Dimensionality Reduction Techniques

Overview:

With the availability of high-performance CPUs and GPUs, it is pretty much possible to solve every regression, classification, clustering, and other related problems using machine learning and deep learning models. However, there are still various portions that cause performance bottlenecks while developing such models. A large number of features in the dataset are one of the major factors that affect both the training time as well as the accuracy of machine learning models.
The Curse of Dimensionality is termed by mathematician R. Bellman in his book “Dynamic Programming” in 1957. According to him, the curse of dimensionality is the problem caused by the exponential increase in volume associated with adding extra dimensions to Euclidean space. In machine learning, “dimensionality” simply refers to the number of features (i.e. input variables) in your dataset.

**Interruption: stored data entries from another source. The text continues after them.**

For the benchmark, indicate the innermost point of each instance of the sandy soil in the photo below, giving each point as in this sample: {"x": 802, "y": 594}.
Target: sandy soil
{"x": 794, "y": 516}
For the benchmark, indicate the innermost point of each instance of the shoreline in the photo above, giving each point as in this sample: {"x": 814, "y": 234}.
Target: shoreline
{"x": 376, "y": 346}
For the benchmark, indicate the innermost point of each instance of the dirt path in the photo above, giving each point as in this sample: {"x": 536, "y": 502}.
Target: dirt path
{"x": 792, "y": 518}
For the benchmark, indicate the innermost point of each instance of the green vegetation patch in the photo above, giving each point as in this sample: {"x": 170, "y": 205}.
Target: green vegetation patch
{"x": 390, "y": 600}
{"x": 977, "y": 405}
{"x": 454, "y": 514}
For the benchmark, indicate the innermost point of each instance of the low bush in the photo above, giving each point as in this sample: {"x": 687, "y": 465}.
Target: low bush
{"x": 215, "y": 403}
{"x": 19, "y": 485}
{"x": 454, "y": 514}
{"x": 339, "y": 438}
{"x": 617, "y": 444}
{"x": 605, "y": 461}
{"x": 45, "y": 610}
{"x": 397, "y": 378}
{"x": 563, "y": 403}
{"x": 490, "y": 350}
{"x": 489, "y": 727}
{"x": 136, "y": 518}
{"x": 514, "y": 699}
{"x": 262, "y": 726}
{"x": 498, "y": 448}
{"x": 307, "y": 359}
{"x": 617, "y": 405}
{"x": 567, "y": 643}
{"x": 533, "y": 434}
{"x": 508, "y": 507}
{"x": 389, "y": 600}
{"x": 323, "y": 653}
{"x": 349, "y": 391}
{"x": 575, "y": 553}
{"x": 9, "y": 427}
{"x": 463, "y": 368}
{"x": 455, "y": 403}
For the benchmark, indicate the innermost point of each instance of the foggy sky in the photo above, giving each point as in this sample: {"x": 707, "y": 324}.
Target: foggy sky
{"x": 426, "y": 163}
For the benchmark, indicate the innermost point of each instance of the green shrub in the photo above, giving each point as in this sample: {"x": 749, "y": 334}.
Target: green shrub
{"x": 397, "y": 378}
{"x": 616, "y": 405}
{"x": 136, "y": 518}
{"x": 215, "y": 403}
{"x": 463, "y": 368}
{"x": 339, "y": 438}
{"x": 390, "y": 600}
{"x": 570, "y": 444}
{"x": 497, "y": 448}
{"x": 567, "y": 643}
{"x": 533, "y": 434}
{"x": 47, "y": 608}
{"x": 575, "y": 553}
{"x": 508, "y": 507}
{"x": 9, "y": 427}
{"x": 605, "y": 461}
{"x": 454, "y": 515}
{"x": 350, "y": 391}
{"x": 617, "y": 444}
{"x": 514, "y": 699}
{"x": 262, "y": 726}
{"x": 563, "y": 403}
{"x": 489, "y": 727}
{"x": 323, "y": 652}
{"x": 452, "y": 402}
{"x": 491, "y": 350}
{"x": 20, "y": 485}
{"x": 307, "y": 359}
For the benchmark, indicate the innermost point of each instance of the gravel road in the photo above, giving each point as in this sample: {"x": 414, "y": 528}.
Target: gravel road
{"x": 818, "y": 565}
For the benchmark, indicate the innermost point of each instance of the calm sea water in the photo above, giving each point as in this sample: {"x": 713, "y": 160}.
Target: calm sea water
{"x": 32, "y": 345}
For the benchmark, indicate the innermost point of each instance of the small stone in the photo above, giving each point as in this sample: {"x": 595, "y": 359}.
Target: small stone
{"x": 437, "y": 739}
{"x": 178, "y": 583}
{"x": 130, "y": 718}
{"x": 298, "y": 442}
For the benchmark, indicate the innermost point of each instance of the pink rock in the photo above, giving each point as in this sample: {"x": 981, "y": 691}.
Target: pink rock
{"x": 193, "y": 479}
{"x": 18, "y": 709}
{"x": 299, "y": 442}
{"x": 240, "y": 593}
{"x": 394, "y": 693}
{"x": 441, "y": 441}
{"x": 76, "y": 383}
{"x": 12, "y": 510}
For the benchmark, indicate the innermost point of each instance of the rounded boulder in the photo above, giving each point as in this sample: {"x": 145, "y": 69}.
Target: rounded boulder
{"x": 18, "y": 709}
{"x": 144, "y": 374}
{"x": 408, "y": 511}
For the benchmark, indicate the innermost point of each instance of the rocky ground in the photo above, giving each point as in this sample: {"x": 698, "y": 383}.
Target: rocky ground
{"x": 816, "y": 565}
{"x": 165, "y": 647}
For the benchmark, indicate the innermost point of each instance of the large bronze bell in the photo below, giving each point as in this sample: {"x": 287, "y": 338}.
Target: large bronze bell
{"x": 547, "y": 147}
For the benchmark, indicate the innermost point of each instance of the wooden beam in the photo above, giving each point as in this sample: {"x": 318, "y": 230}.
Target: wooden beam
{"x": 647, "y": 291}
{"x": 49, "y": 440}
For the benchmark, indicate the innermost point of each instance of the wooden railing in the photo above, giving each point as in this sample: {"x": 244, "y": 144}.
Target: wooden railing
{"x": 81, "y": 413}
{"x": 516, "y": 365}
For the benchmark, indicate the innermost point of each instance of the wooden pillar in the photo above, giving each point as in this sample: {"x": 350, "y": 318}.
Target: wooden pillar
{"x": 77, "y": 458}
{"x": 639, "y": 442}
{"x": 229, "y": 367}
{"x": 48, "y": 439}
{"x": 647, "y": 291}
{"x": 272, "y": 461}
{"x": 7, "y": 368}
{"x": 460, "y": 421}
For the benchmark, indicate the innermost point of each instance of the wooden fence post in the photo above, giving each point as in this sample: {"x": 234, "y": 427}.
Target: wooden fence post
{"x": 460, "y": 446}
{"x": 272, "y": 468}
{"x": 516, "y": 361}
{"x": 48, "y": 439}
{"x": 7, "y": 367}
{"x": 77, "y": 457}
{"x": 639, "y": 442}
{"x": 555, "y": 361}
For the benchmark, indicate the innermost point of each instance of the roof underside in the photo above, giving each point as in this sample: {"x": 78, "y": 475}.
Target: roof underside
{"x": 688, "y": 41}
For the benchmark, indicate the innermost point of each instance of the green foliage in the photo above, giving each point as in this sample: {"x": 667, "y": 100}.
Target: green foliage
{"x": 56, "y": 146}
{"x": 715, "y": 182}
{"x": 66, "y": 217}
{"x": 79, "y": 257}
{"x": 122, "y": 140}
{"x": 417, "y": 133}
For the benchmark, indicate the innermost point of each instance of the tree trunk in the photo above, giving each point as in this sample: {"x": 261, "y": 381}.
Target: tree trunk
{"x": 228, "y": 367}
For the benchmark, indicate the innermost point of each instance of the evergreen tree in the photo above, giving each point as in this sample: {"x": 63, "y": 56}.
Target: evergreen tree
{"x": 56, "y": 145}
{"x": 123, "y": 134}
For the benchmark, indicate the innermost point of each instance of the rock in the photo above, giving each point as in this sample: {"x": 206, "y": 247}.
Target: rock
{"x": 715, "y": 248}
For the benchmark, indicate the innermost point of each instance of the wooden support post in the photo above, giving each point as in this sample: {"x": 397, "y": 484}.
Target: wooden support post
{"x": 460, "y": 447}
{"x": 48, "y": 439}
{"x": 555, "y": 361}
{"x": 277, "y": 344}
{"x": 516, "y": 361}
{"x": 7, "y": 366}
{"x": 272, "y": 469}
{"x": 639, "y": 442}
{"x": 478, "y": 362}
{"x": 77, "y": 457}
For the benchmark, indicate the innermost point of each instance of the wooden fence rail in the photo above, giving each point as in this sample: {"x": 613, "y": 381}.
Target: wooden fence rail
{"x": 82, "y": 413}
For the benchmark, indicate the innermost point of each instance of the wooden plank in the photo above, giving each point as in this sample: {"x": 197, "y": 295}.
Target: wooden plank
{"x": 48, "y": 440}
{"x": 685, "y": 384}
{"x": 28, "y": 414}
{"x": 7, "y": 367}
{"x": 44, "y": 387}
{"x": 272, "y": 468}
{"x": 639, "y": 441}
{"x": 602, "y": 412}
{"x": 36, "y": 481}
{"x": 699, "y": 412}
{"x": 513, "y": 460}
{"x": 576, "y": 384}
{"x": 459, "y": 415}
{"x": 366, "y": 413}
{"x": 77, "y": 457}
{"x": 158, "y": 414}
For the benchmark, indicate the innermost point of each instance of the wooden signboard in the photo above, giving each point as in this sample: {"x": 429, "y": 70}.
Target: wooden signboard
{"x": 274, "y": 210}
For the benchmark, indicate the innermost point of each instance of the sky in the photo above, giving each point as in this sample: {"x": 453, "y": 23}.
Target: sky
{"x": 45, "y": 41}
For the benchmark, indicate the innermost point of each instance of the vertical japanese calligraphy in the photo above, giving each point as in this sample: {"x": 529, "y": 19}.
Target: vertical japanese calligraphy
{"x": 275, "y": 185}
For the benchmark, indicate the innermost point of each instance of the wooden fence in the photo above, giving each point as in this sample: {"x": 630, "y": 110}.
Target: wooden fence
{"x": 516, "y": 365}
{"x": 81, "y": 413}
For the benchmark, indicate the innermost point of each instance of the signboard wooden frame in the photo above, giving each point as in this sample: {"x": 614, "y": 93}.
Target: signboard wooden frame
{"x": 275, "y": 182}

While the performance of any machine learning model increases if we add additional features/dimensions, at some point a further insertion leads to performance degradation that is when the number of features is very large commensurate with the number of observations in your dataset, several linear algorithms strive hard to train efficient models. This is called the “Curse of Dimensionality”.
The curse of dimensionality basically means that the error increases with the increase in the number of features. It refers to the fact that algorithms are harder to design in high dimensions and often have a running time exponential in the dimensions.

We need a better way to deal with such a high dimensional data so that we can quickly extract patterns and insights from it. So how do we approach such a dataset? Using dimensionality reduction techniques, indeed. We can use this concept to reduce the number of features in our dataset without having to lose much information and keep (or improve) the model’s performance.
Dimensionality reduction is a set of techniques that studies how to shrivel the size of data while preserving the most important information and further eliminating the curse of dimensionality. It plays an important role in the performance of classification and clustering problems.

Various techniques used for dimensionality reduction:

Implementation:

Libraries: NumPy pandas tensorflow matplotlib sklearn seaborn

High Correlation Filter:

High correlation between two variables means they have similar trends and are likely to carry similar information. This can bring down the performance of some models drastically.
As a general guideline, we should keep those variables which show a decent or high correlation with the target variable.

Random Forest:

Random Forest is one of the most widely used algorithms for feature selection. It comes packaged with in-built feature importance so you don’t need to program that separately. This helps us select a smaller subset of features.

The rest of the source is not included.